Correspondence
Letter couriered from Shanghai and confirmed delivered.
The letter said: "My name is Ian Urbina and I’m the director of The Outlaw Ocean Project, a journalism non-profit based in Washington D.C. that publishes stories about human rights and environmental issues connected with the sea.
I’m writing to you in light of our latest investigation, which concerns the Chinese squid fishing industry, and a link we’ve discovered between abuses in that industry and in the supply chain of Rongcheng Jiamei Seafood Co. Ltd.
This link concerns a Chinese squid jigger owned by Rongcheng Wangdao Ocean Aquatic Products. In a seven-month period between August 2020 and March 2021, one crew member died and a second was disembarked for emergency medical treatment after suffering serious mistreatment and abuse while on board the vessel.
Our reporting also documents multiple indicators of forced labor among crew onboard that vessel: recruitment linked to debt, deceptive recruitment, enforced isolation, degrading living conditions, physical violence, wage withholding, the retention of personal identity documents and strong financial penalties for leaving employment.
Squid caught by the vessel has been transshipped to a refrigerated ship connected with Jiamei through your company’s ownership, the Lu Rong Yuan Yu Yun 009. That refrigerated ship has also transshipped with a squid fishing vessel, owned by another Chinese fisheries company, which was penalized by Argentinian authorities for illegal, unreported and unregulated fishing.
Our investigation has also found that other reefers connected to your company through ownership transhipped with dozens of squid vessels that are connected to instances of forced labor, violence, illegal fishing, and crew neglect.
We’ve heard from multiple stakeholders at all levels of the squid industry - importers, exporters, ship owners, cold storage owners, processing companies - that there are many places where the catch can get comingled, which makes it extremely difficult for squid exporters to know with certainty that their products do not come from vessels involved in abuses.
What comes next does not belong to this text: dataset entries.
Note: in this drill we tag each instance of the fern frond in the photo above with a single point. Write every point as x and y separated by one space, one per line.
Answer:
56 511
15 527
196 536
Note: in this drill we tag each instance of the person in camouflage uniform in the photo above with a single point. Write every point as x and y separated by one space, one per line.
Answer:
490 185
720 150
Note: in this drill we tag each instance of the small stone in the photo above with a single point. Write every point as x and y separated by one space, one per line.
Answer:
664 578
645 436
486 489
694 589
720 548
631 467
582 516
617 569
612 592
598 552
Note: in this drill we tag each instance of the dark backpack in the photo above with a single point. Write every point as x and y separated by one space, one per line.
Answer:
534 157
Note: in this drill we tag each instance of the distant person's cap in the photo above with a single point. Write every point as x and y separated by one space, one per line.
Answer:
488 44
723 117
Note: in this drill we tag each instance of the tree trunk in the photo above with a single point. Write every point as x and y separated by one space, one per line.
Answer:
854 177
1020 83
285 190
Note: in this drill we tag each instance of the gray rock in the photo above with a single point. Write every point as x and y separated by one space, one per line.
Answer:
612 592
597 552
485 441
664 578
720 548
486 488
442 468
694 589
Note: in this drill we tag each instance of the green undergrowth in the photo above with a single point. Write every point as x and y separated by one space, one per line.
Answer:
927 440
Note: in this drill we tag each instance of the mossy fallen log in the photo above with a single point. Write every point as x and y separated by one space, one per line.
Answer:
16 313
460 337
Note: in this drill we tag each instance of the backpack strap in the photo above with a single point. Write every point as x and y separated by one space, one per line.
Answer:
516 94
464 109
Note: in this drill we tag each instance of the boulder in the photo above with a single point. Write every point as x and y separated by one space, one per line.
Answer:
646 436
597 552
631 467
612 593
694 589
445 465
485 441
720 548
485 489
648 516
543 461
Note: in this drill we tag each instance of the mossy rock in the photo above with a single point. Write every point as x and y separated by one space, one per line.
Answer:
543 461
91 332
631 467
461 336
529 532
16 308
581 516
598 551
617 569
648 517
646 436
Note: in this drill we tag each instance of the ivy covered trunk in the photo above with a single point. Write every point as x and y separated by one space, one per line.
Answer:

At the reefer level, after squid is caught by multiple ships, it can be comingled. At the docks level, it can get comingled as it comes off the ships. At the processing level, it can get comingled in the plant. There’s also the reality of collectives in China and conglomerates that often trade between each other.
Please let us know by Monday, January 23, 2023 if you have any comment or statement to make on the record in response to this information."
The Outlaw Ocean Project emailed the contact address for Rongcheng Jiamei: "I wrote to your company earlier this year regarding our investigation into abuses in the Chinese squid fishing industry. I’m contacting you now in light of our latest investigation, which concerns the use of forced labor in China’s seafood processing industry.
Rongcheng Jiamei Seafood is a Chishan Group company. The Chishan Group has received persons from the Xinjiang Uyghur Autonomous Region of the People’s Republic of China under a state-imposed labor transfer program, since 2021 and as recently as May 2023.
The United Nations, human rights organizations and academic experts agree that since 2018, the Chinese government has systematically subjected Xinjiang’s predominantly Muslim ethnic minorities to forced labor across the country via state-sanctioned employment programs which use coercive methods in worker enrollment and obstruct freedom to leave employment. The U.S. has prohibited the importation of goods produced from state-imposed forced labor.
Rongcheng Jiamei Seafood’s international customers include companies in the U.S., where the importation of goods produced from state-imposed forced labor is prohibited.
Can Rongcheng Jiamei Seafood confirm or deny if any Uyghurs were employed to work at the plant at any time over the past five years?
Does Rongcheng Jiamei Seafood have any comment or statement to make in response to the above information? Please respond to this email by close of business September 7, 2023, and note that all interactions are fully on record."